Amazon workers at a large US distribution center will begin voting Monday on whether to unionize after labor regulators rejected a request by the e-commerce giant to delay the process.
Ballots will be mailed to workers at the fulfillment center in Bessemer, Alabama, and voting will continue through March 29, according to the Retail, Wholesale and Department Store Union conducting the drive.
Amazon had asked the National Labor Relations Board last month to reconsider allowing mail-in balloting, and instead require in-person voting.
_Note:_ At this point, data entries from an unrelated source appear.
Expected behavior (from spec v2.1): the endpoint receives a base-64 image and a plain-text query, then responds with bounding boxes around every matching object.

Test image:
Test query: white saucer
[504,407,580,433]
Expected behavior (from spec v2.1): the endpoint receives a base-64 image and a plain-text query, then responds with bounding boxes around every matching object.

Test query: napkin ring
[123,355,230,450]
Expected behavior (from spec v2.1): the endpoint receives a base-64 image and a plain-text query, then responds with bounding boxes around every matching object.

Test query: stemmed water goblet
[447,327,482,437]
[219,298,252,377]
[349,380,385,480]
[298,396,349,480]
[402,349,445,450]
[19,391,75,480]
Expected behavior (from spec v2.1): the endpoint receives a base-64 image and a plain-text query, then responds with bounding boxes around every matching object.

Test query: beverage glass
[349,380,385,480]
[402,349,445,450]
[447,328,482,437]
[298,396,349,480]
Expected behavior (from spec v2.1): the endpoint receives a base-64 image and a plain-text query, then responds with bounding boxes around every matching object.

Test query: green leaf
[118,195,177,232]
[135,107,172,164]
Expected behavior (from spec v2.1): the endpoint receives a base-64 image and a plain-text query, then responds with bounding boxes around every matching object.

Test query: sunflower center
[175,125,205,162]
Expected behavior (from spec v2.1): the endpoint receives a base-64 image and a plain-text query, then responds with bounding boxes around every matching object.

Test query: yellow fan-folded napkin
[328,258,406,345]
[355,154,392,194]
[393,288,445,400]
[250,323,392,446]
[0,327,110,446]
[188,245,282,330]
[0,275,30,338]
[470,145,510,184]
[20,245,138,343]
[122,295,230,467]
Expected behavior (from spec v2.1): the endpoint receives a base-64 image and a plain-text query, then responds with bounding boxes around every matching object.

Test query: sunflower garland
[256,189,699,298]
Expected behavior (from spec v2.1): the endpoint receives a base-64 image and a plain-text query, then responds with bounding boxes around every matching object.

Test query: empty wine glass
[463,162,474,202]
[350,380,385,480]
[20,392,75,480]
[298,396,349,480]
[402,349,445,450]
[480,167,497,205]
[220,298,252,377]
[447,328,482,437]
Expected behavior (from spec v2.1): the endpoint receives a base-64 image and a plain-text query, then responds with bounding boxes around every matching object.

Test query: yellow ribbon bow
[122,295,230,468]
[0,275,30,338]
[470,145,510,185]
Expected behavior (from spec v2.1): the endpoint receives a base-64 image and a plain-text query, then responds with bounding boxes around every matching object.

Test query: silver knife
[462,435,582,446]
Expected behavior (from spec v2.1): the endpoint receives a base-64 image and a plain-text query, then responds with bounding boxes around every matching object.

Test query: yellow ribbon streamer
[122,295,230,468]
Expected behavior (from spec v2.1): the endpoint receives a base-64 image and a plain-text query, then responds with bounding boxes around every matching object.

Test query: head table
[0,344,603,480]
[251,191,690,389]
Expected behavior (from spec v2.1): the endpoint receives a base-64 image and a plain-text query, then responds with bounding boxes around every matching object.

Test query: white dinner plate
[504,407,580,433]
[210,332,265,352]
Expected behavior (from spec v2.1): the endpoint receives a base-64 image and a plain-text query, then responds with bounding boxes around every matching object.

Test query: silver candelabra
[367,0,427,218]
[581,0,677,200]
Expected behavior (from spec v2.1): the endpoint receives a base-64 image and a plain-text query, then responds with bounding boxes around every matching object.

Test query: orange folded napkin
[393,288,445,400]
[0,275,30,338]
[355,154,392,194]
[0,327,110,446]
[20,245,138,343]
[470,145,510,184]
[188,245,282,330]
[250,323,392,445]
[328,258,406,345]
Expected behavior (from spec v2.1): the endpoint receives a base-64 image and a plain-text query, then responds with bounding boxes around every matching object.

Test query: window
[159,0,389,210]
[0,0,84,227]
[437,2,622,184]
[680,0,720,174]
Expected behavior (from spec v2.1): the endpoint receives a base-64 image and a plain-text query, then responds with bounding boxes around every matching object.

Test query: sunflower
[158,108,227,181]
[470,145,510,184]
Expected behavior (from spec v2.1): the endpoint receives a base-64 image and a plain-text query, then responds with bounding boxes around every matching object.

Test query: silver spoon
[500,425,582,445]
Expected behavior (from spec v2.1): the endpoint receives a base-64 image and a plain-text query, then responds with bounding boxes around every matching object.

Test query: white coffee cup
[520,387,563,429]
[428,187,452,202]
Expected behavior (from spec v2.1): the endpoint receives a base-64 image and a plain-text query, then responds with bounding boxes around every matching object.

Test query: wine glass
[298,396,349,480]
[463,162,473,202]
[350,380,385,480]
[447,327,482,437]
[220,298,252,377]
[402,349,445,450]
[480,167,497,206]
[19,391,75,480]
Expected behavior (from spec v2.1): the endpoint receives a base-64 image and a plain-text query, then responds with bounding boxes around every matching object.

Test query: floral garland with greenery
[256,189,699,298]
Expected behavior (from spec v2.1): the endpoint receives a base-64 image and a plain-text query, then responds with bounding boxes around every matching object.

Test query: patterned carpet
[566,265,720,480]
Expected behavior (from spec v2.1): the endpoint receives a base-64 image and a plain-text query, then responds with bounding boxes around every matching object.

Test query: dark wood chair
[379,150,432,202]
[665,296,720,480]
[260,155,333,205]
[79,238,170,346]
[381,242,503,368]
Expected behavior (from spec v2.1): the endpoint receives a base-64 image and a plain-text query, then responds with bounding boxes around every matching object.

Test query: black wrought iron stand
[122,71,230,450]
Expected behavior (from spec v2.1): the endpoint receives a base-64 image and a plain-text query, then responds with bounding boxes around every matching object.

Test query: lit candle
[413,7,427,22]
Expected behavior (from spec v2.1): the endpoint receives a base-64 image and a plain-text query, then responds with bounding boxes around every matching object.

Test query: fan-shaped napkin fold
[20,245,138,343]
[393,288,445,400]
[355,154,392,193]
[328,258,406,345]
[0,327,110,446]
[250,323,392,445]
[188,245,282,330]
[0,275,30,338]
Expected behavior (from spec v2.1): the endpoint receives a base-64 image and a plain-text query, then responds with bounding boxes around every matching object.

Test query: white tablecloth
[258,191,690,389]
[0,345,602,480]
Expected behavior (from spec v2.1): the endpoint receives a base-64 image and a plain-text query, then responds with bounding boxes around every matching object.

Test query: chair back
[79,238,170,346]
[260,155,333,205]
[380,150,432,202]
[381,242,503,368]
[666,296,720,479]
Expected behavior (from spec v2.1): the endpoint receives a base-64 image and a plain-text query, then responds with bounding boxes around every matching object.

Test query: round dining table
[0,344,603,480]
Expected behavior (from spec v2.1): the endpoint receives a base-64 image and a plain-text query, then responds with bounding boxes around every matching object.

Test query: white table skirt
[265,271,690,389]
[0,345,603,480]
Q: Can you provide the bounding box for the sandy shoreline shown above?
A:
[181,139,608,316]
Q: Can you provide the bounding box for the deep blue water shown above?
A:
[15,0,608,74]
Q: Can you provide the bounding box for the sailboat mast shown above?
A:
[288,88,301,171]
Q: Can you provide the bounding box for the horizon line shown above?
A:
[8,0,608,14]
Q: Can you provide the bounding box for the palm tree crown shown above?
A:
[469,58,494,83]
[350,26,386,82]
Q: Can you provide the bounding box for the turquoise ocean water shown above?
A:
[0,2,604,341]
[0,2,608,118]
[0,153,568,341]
“Amazon’s blatant disregard for the health and safety of its own workforce was demonstrated yet again by its insistence for an in-person election in the middle of the pandemic,” union president Stuart Appelbaum said in a released statement.
“Today’s decision proves that it’s long past time that Amazon start respecting its own employees; and allow them to cast their votes without intimidation and interference.”
Amazon contended in NLRB filings that the bargaining unit of approximately 5,800 employees was “unusually large,” arguing in-person voting would be more manageable.
NLRB officials said in their order denying Amazon’s request that there were no substantial issues in need of review and reasoned that the safety of all involved with the voting “is best served, at this time, by avoiding the type of in-person gatherings that a manual election entails.
Formation of a bargaining unit at Amazon facility in Alabama would be the first successful effort in the US to unionize workers at the major employer.
Amazon is the second largest employer in the US with more than 800,000 employees, most of whom are “essential workers” who can’t do their jobs from home, according to letter it recently sent offering to make its network part of the government’s Covid-19 vaccination effort.